Sunday, April 19, 2009

Chapter 18

Review and Applications
1.1 – A manufacturer decides to produce antique-style rolltop desks. They will be charging a low price and plan on a high volume to reduce their risks. Comment.

I think the company should use the price skimming strategy in which they charge a high introductory price coupled with heavy promotion. This strategy is usually used for new products that the target market perceives as having unique advantages. The antique rolltop desk would have unique advantages. It would be a modern computer desk mixed with the antique style. By using the price skimming strategy they can try to attract the consumer that would be willing to buy the product at the higher price. If that doesn’t work the company can always lower the price. If the company starts at a lower price first, then they may not gain market share and fail because it would be considered a cheap product. The company may also face losses from producing a high volume that will not sell.

2.1 – What are the three basic defenses that a seller can use if accused under the Robinson-Patman Act?
*Cost – a company can charge a different price to different customers of the prices represent a manufacturing or quantity discount savings.
*Market conditions – the company can have price variations if they are to meet fluid product or certain market conditions.
*Competition – the company can reduce the price if trying to stay in competition with other companies.

3.5 – How is the “information age” changing the nature of pricing.
With the information age people can now go onto the internet and shop around for the cheapest price on a certain product. Sometimes the company may even lower the price of a product if it is purchased on the internet. If companies aren’t watching their prices compared to the competition on the internet they could be losing out on sales.
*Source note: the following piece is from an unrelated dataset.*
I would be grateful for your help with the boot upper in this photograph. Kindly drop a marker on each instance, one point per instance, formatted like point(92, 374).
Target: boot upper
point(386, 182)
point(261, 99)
5.1 – During a recession, what pricing strategies would you consider using to gain or maintain market share? Explain your answer?
I would use either value-based pricing or the bundling strategy. The value-based pricing would stress to consumers that they are getting a good value for their money on a certain product. It would show that the company has a better price than its competitors. The bundling strategy would stress to consumers that they are getting a better value than a competitor. A company may put together a package that is a better deal then purchasing each item separately.

Websites
Web Stats from ClickTracks

One solution for an entire marketing team.
Useful for running an online marketing campaign,
You can fix deliverability before sending.
There is a team calendar and message board.
You can see what visitors are doing on your site.

Google Analytics
This function can help tell your company how people find your site, how they navigate through it, and how they become customers.
Detailed reports are only a click away and they use segmentation menus.
The company can tell the value in geographic areas and the highest target markets.
The company can also tell how the design and layout of the site affects their bottom line.

Comparison
I found the Google site to be more informative and easier to navigate through. They gave a lot of information and even went into the process of how you can sign up. If I had to choose one of these programs I would definitely choose Google Analytics. It also was easier to understand and they did have helpful hints on how to read and analyze each report.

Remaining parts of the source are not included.